As restaurants around the country grapple with the coronavirus pandemic, their employees are feeling the brunt of the storm. The National Restaurant Association estimates the pandemic could result in as much as $225 billion in lost sales nationwide. Meanwhile, Goldman Sachs predicts that up to 2.25 million people will lose their jobs before the pandemic ends, many of whom will come from restaurants and other service industry vocations.
While the outlook may look bleak, there are a number of resources available for small businesses and furloughed restaurant employees who need a little help getting by. This article will examine a few of those resources and some of the ways unemployed workers can access the benefits. You can also check out our Resources Index for more help.
For Employees: Another Round, Another Rally
Another Round, Another Rally began as a financial resource for hospitality workers in Phoenix, Arizona that needed a little help with their month-to-month finances. Since the coronavirus pandemic began, the non-profit has seen the number of applications for its service skyrocket from 60 to over 1600.
The group has several funding options for furloughed employees, from professional development grants for those who want to return to school or get professional training to an emergency aid fund for those who need a few extra bucks to pay their bills.
As of this writing, the organization had to pause its emergency aid funding due to the high volume of applicants. However, the group said it is taking donations from other companies like Patrón Tequila and Casa Lumbre Spirits to raise more relief fund capital.
For Businesses: State and Local COVID-19 Aversion Funds
Business owners in Maryland and Michigan are breathing a sigh of relief as each state’s legislature passed stimulus packages aimed at helping small businesses retain their workforces through the coronavirus pandemic.
Maryland’s bill reserved several million dollars for both businesses and furloughed employees. Unlike other states, Maryland has no waiting period for those who file claims. Businesses can apply for up to $50,000 in flexible funding to help their operations and keep employees on their books.
Click here for more information about Maryland’s program.
Michigan is asking its business community to utilize the state’s Work Share Insurance, a program that allows businesses to reduce its number of employees to keep the business open without removing them from the payroll.
The program works like this: Company A needs to lay off 20 percent of its workforce to keep its doors open. Instead of kicking them to the curb, Work Share allows Company A to reduce the employees work week from five days to four. Work Share pays eligible employees their wages for the fifth day of work.
For Employees: Fair Wage Campaign
California ranks fourth in total cases of coronavirus in the US, but was one of the first states to implement a state-wide shelter-in-place order. This decision has truly incapacitated the state’s service industry, which employs over 1.2 million Californians and accounts for just under $12 billion in state and local tax revenue.

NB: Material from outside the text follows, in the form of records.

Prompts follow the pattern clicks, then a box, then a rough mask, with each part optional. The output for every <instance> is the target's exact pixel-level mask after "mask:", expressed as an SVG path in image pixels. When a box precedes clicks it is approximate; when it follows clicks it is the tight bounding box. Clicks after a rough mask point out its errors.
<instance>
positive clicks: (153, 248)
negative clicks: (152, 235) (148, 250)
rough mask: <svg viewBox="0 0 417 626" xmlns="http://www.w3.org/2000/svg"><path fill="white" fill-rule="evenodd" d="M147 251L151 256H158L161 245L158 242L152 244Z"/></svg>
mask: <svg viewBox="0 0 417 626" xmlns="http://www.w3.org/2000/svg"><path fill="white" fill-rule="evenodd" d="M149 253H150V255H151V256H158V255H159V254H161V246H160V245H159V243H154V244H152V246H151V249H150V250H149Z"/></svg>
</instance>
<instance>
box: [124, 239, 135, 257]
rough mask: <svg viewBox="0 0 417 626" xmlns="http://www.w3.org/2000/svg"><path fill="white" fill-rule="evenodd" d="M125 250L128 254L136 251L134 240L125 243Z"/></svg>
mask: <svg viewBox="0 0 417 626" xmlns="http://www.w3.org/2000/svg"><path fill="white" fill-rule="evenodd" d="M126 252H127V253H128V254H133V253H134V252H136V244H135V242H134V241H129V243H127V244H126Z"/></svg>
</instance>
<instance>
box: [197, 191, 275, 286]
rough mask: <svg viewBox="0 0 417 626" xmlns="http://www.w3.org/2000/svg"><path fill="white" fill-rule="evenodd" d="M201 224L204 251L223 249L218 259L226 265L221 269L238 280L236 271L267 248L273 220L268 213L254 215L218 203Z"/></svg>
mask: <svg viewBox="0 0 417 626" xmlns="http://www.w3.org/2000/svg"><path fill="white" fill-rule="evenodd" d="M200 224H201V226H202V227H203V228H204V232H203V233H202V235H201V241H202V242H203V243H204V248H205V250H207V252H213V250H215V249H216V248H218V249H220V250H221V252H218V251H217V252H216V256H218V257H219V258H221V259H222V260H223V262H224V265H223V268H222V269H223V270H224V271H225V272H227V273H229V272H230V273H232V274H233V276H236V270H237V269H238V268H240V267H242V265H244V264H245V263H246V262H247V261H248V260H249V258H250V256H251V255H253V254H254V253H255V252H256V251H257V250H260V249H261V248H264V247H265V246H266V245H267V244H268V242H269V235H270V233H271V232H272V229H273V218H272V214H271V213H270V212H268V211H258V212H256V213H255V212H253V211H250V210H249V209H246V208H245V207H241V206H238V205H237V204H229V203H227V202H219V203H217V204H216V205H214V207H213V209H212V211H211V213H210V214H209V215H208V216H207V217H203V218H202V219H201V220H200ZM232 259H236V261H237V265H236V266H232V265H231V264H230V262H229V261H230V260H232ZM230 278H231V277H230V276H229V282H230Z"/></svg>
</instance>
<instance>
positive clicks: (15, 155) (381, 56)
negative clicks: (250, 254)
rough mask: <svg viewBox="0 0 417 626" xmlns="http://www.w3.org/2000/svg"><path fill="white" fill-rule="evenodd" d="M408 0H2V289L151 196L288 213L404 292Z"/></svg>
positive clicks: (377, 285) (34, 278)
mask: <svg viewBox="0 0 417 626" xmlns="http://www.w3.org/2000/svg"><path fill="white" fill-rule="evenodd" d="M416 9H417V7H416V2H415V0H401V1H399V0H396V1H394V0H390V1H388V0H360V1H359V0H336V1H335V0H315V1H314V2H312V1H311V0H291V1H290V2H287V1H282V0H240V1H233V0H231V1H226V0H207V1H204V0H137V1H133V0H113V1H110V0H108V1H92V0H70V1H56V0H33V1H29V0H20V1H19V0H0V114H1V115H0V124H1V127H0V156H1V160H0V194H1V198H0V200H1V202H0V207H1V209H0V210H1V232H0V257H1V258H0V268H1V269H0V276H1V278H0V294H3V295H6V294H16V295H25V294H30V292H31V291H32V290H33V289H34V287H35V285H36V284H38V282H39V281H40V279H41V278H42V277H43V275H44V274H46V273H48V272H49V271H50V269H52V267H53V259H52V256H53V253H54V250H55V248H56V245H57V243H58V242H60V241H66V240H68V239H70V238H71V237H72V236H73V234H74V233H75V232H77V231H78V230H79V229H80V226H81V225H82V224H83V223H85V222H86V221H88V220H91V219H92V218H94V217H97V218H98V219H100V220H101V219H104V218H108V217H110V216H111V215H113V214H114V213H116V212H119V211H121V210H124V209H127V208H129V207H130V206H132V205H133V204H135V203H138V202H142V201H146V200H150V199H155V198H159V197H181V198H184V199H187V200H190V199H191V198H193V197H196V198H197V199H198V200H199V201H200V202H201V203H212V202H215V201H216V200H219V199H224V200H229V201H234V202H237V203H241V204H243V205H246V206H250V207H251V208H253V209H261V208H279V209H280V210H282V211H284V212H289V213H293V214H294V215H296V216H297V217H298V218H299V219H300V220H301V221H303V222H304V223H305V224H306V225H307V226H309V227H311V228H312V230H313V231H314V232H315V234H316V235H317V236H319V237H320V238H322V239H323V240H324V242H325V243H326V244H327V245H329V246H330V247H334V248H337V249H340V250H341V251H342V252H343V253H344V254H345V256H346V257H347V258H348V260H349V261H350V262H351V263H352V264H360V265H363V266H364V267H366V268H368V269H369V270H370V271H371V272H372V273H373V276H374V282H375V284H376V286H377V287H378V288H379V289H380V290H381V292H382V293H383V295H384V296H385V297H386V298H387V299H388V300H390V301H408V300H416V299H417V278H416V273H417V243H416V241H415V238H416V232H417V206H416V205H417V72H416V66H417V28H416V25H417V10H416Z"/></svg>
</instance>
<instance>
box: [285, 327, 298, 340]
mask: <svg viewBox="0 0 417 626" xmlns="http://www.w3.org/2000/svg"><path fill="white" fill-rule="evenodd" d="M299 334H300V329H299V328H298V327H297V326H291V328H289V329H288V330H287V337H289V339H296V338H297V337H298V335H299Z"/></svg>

To help struggling service workers in the state, the One Fair Wage Campaign is providing cash assistance to restaurant workers, car service drivers, delivery workers, personal service workers and more.
For Businesses: Economic Injury Disaster (EID) Loans
Businesses in states that have declared a state of emergency qualify for Economic Injury Disaster (EID) loans through the Small Business Administration (SBA). For many small businesses, these loans can be the difference between keeping employees after furlough ends and completely turning over a staff.
Restaurants can use this extra cash flow to pay emergency sick leave to employees who either contract coronavirus, or need to take care of a sick family member. This type of loan is only available in states where the governor has declared a state of emergency. As of this writing, those states include California, Connecticut, Idaho, Maine, Massachusetts, New Hampshire, New York, Oregon, Rhode Island, and Washington.
To apply for the loan, a business must meet the SBA’s definition of “small business.” If you’re unsure whether your business qualifies, check out the SBA’s Size Standards Tool.
For Employees: New York Businesses Partner Up for Prosperity
New York is considered to be the epicenter of the coronavirus pandemic in the US, but that’s not stopping local businesses from banding together to help those in need.
Feed Albany was co-founded by several local restaurateurs to provide warm meals to those who need help. The organization currently utilizes commercial kitchens, the talents of unemployed and volunteer restaurant workers, and strategic partners like the United Way and The Regional Food Bank to serve hungry New Yorkers.
The Capital District YMCA is providing free childcare services for first responders, medical workers, and employees of businesses deemed “essential” by the state. Many “essential” businesses include food processing and manufacturing plants.